Savannah schnappte sich ihre Tasche und verließ eilends den Raum, ehe die Lehrerin sie aufhalten konnte. Sie hatte noch nie im Leben den Unterricht geschwänzt. Sie war immer zuverlässig, immer pünktlich und pflichtbewusst gewesen. Und doch war sie schon immer anders gewesen als andere. Sie schien nirgendwo richtig hinzugehören und hatte das Talent, sich in großen Menschenmengen fast unsichtbar machen zu können. Anders als ihre Mutter Sophie. Wo auch immer sie hinging, fingen die Leute ein Gespräch mit ihr an. Manchmal fand Savannah sie in einer Menschentraube vor, aus der sie sie erst einmal retten musste. Doch ihre Mutter würde sie niemals bitten, früher nach Hause zu kommen, wenn nicht etwas passiert wäre.

Den Heimweg schaffte sie in der Hälfte der Zeit als sonst. Als sie die Hintertür zur Küche öffnete, fiel ihr Blick auf den Küchentisch. Das Glas Milch, das sie heute Morgen dort hingestellt hatte, war bis jetzt noch nicht angerührt worden. In der Mitte des Tisches lag ein Umschlag. Was jetzt kam, das kannte Savannah schon. Langsam öffnete sie den Umschlag und heraus kamen zwei Flugtickets. Um 18:45 Uhr ging der Flug von Chicago nach Dublin in Irland.

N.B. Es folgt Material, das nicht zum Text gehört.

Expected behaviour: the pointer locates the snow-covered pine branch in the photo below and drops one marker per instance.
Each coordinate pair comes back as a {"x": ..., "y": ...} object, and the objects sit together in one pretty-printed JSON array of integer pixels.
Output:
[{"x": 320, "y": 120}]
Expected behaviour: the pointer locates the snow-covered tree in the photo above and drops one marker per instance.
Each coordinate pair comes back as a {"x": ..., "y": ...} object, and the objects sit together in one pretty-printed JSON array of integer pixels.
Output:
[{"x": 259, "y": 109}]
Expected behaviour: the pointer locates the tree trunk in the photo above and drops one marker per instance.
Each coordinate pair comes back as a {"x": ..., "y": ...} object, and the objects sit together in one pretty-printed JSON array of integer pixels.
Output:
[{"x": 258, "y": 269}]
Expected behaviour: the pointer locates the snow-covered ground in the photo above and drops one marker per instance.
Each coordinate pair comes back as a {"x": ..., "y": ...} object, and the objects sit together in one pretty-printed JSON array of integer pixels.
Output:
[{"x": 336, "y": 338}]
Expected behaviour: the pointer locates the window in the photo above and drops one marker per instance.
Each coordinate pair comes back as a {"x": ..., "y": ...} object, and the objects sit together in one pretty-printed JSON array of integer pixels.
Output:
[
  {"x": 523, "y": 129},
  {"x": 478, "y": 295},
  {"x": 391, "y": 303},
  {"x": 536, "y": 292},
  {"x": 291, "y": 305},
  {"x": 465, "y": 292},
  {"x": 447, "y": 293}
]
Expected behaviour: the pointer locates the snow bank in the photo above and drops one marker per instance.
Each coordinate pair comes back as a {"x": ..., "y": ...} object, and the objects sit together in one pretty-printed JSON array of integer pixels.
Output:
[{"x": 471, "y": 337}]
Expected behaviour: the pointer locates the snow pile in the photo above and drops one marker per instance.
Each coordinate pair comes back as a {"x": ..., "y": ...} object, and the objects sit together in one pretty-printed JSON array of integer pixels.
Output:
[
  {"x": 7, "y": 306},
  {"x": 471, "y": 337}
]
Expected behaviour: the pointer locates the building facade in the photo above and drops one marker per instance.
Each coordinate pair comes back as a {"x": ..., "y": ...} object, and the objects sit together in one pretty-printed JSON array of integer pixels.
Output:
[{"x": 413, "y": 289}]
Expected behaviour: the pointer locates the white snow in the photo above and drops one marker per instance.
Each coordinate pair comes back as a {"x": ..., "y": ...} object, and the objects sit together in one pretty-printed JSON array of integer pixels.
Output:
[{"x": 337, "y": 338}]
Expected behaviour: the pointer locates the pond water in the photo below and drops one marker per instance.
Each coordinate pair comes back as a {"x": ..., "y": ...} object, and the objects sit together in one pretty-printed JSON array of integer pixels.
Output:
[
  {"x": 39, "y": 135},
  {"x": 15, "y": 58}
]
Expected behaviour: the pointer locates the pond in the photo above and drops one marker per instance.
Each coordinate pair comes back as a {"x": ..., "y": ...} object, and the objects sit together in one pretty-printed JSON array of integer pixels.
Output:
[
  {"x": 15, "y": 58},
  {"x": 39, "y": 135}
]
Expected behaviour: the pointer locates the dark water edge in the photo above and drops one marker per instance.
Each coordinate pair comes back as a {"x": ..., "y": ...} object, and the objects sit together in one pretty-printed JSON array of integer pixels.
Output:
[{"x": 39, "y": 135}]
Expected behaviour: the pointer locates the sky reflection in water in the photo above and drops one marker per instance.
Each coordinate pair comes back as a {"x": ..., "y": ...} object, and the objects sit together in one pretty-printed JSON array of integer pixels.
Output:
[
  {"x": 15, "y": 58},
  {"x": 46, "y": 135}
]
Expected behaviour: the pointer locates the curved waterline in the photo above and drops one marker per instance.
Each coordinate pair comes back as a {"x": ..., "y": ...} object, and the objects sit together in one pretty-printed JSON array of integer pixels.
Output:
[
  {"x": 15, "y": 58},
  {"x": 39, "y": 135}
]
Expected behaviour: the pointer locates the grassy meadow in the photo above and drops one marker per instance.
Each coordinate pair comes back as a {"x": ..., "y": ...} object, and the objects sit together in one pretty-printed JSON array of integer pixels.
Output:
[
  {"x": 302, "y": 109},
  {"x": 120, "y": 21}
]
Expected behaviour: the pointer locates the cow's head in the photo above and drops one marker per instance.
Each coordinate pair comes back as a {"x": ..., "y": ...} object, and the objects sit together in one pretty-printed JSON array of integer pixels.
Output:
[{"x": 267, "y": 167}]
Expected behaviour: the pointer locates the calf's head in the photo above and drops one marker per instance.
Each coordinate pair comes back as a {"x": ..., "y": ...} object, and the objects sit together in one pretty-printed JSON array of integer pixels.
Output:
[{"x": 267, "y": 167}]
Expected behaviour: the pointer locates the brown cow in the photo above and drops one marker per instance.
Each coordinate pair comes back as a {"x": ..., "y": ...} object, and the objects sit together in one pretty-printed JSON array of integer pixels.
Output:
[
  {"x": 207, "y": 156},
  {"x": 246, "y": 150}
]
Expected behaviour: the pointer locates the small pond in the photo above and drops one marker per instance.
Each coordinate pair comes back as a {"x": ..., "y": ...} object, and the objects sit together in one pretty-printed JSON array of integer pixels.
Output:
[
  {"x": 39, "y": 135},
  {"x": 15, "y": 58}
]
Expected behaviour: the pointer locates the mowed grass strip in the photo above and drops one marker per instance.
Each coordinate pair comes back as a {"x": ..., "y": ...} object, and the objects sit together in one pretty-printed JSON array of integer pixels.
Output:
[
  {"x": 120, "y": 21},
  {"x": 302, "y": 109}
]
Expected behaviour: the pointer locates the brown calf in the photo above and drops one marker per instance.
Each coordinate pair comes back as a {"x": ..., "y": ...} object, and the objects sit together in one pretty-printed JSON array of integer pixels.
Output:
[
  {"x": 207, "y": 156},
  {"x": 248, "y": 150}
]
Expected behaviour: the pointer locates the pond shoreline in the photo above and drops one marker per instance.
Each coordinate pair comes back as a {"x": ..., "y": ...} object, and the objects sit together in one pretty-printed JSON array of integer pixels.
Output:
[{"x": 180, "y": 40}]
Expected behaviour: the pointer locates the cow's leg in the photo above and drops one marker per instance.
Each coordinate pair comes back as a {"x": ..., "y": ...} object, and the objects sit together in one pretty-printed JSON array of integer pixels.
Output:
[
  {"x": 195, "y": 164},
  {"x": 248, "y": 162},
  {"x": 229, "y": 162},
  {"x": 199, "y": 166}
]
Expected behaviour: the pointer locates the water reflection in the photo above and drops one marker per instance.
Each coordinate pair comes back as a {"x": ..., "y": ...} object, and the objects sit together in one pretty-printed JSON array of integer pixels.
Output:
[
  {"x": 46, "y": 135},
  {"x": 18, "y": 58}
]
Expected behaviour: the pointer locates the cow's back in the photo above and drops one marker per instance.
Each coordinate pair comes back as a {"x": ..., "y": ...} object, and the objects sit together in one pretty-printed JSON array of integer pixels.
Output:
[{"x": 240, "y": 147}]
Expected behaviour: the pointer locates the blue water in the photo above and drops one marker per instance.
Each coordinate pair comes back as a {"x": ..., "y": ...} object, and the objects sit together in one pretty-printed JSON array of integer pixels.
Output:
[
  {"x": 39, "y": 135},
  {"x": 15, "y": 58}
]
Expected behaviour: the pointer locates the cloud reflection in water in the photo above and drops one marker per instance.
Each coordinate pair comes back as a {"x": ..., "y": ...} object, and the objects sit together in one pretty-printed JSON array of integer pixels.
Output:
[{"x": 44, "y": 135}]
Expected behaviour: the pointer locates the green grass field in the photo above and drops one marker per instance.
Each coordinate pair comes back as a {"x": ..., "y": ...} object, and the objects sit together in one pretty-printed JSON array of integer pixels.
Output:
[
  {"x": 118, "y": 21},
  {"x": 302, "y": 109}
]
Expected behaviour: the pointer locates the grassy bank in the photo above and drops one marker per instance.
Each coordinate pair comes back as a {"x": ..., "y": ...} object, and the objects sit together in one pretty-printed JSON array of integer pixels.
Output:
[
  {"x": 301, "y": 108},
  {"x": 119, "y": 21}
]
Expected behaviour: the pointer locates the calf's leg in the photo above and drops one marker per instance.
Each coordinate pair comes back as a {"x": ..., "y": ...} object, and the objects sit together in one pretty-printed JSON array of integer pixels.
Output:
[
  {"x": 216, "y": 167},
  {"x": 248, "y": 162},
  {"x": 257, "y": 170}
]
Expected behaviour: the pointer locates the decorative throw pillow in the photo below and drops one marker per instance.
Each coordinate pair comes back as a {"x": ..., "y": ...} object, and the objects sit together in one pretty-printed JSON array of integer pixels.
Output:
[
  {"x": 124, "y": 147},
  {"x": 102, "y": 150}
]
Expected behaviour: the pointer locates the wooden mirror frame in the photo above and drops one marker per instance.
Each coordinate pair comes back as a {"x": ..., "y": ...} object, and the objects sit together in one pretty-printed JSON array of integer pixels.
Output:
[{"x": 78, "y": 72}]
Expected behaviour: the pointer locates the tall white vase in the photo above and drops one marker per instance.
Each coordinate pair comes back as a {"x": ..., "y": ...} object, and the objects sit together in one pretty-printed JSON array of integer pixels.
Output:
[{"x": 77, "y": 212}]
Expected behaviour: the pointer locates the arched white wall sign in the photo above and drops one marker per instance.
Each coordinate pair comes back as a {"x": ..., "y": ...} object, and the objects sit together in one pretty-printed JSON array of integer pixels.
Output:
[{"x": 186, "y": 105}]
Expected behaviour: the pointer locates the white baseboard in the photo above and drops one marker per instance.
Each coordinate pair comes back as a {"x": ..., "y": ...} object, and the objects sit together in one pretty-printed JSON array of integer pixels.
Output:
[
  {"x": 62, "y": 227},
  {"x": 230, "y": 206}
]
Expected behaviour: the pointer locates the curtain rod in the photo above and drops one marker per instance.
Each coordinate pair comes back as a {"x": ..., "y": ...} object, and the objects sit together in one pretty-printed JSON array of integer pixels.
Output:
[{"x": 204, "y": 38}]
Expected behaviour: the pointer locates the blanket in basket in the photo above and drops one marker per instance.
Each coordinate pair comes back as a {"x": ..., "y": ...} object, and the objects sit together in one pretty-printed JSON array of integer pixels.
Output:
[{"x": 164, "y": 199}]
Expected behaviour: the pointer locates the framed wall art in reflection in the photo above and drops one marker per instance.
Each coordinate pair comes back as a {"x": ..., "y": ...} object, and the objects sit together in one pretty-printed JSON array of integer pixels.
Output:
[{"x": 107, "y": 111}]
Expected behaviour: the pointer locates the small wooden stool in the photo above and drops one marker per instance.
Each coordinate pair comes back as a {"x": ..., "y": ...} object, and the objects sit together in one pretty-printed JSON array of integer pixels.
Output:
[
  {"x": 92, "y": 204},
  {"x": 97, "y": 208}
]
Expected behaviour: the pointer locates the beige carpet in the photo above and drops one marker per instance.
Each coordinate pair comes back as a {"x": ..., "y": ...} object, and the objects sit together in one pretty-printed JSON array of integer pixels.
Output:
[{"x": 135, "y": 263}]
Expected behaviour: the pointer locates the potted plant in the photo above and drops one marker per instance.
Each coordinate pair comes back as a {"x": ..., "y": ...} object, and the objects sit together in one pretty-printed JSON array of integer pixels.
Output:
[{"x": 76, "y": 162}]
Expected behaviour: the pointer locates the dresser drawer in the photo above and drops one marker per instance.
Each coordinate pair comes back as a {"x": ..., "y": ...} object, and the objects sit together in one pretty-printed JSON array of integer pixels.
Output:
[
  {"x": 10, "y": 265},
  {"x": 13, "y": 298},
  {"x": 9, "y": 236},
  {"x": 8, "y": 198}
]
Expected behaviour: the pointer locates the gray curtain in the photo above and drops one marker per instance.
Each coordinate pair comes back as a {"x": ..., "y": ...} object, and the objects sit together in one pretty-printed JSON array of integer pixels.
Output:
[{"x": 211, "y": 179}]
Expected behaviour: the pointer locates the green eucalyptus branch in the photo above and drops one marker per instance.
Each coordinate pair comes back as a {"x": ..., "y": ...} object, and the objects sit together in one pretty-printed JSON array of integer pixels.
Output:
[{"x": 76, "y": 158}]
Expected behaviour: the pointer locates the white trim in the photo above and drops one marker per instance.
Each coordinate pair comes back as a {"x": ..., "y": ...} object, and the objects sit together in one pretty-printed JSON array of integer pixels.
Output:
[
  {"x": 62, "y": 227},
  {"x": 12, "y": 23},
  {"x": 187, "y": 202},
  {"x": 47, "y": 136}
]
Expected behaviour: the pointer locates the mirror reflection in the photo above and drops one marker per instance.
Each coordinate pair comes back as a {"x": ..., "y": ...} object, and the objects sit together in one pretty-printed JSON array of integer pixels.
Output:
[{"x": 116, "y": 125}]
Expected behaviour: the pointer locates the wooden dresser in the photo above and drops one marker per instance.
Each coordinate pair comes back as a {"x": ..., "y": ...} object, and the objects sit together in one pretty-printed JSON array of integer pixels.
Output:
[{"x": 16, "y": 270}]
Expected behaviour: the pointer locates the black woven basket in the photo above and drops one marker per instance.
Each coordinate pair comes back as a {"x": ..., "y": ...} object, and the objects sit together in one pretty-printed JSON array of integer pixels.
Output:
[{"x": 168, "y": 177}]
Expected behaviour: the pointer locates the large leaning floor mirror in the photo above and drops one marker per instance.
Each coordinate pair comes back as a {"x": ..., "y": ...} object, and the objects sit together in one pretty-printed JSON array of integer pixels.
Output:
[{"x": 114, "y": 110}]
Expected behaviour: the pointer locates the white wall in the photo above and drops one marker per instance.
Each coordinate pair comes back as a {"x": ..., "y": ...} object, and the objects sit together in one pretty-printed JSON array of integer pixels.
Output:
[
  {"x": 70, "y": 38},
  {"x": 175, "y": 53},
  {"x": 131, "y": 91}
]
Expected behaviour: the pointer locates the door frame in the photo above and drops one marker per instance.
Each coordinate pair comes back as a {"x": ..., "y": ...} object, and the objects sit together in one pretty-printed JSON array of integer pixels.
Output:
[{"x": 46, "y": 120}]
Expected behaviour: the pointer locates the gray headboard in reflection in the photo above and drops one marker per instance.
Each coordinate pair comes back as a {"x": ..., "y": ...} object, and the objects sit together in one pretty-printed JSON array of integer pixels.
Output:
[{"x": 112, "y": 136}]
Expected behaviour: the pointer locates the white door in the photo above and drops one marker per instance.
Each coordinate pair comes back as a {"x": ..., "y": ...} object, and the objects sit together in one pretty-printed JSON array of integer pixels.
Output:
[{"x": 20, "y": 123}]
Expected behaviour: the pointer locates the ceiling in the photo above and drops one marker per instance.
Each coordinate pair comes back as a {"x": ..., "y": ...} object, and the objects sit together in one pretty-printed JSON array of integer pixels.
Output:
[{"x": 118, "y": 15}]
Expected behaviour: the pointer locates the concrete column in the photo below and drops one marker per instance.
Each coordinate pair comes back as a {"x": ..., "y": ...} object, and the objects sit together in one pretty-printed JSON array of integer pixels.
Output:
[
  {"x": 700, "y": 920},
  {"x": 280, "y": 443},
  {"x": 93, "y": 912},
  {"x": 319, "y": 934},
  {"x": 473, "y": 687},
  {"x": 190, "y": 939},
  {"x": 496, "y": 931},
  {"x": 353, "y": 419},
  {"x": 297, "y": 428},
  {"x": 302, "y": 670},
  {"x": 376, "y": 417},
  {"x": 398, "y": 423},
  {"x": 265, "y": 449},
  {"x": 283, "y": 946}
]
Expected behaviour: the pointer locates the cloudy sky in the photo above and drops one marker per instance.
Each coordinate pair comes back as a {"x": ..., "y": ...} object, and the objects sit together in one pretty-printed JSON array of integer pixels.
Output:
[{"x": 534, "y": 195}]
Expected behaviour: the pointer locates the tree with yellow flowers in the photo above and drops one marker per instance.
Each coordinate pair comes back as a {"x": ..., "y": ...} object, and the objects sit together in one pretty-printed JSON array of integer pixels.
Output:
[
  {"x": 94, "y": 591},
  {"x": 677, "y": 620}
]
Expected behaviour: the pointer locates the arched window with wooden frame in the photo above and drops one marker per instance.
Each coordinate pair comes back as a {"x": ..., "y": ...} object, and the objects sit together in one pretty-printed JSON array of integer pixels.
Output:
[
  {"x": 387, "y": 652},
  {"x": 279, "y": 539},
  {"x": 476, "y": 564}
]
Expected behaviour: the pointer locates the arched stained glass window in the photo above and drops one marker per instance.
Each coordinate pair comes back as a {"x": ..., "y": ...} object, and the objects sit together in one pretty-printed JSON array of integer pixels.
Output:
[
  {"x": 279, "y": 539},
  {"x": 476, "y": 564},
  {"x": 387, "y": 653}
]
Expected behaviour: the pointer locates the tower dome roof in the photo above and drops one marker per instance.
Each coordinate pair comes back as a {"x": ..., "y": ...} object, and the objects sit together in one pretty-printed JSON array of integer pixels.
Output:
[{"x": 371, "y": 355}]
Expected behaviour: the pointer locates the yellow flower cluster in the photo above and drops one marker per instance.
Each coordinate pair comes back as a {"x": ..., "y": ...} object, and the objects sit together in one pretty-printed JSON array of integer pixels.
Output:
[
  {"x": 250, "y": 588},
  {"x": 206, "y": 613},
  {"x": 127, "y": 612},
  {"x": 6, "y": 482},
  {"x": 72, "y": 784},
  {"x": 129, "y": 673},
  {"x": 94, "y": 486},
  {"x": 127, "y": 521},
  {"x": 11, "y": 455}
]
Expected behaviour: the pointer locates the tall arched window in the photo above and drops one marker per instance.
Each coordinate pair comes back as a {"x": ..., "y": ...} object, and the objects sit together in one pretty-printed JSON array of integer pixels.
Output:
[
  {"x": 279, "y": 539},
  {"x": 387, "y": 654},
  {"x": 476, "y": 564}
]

„Mom, wo bist du?“ Ihre Stimme zitterte ein wenig. Oben hörte sie ein Poltern, dann waren auch schon die Schritte ihrer Mutter auf der Treppe zu hören. Als Sophie vor ihrer Tochter stehenblieb, spielte sie nervös mit ihren Fingern und nestelte an ihrem Rock. Ihre Mutter konnte ihr noch nicht einmal in die Augen schauen. Zu müde, um etwas zu sagen, schüttelte Savannah nur den Kopf, legte den Umschlag wieder auf den Tisch und ging nach oben.

Sie fühlte sich, als würde sie eine zentnerschwere Last auf ihren Schultern tragen. Geübt wie sie war, packte sie ihre Sachen innerhalb einer Stunde zusammen. Das einzige Gute an diesem Tag war, dass sie die Klausur nicht schreiben musste. Savannah liebte ihre Mutter. Auch wenn ihr schon ein paar Mal durch den Kopf gegangen war, dass niemand sie zwingen konnte, wieder einmal umziehen zu müssen, so war sie ihrer flatterhaften Mutter immer gefolgt. Sie hätte die Schule abbrechen und einen Ganztagsjob annehmen können, doch ihrer Mutter war es wichtig, dass sie einen Schulabschluss in der Tasche hatte. Sophie musste den letzten Rest ihres Ersparten zusammengekratzt haben, um die Tickets bezahlen zu können. Außerdem liebte Savannah ihre Mutter sehr. Sie waren immer zu zweit gewesen. Mutter und Tochter gegen die Welt.

 

Die ganze Zeit während der Reise sprachen sie kein Wort miteinander. Der Abflug verzögerte sich durch das schlechte Wetter um eine Stunde, sodass sie am nächsten Morgen um 09:30 Uhr in Irland landeten. Savannah hatte kaum ein Auge zugetan und fühlte sich nun wie gerädert nach dem langen Flug. Am Flughafen wartete bereits ein Mietwagen auf die beiden Frauen. Während der Fahrt zu ihrem unbekannten Ziel fielen Savannah die Augen zu. Durch ihre Träume spukten immer wieder die schwarzen Schatten, die den Tod ankündigten. Unabwendbar holten sie sich die Seelen der Menschen, denen es nicht mehr gestattet war, weiter auf der Erde zu leben. Als sie schlaftrunken ihre Augen öffnete und aus dem Fenster schaute, bemerkte sie einen Mann, der sich mit einem Bein auf eine Steinmauer stützte. Der Fremde wäre ihr eigentlich nicht aufgefallen, doch er blickte sie direkt an, als sie an ihm vorbeifuhren. Seine Augen schienen durchdringend und unheimlich tief in ihr Innerstes zu sehen. Savannah unterdrückte einen leichten Schauer. Und mit einem Mal war er verschwunden. So, als habe er sich in Luft aufgelöst.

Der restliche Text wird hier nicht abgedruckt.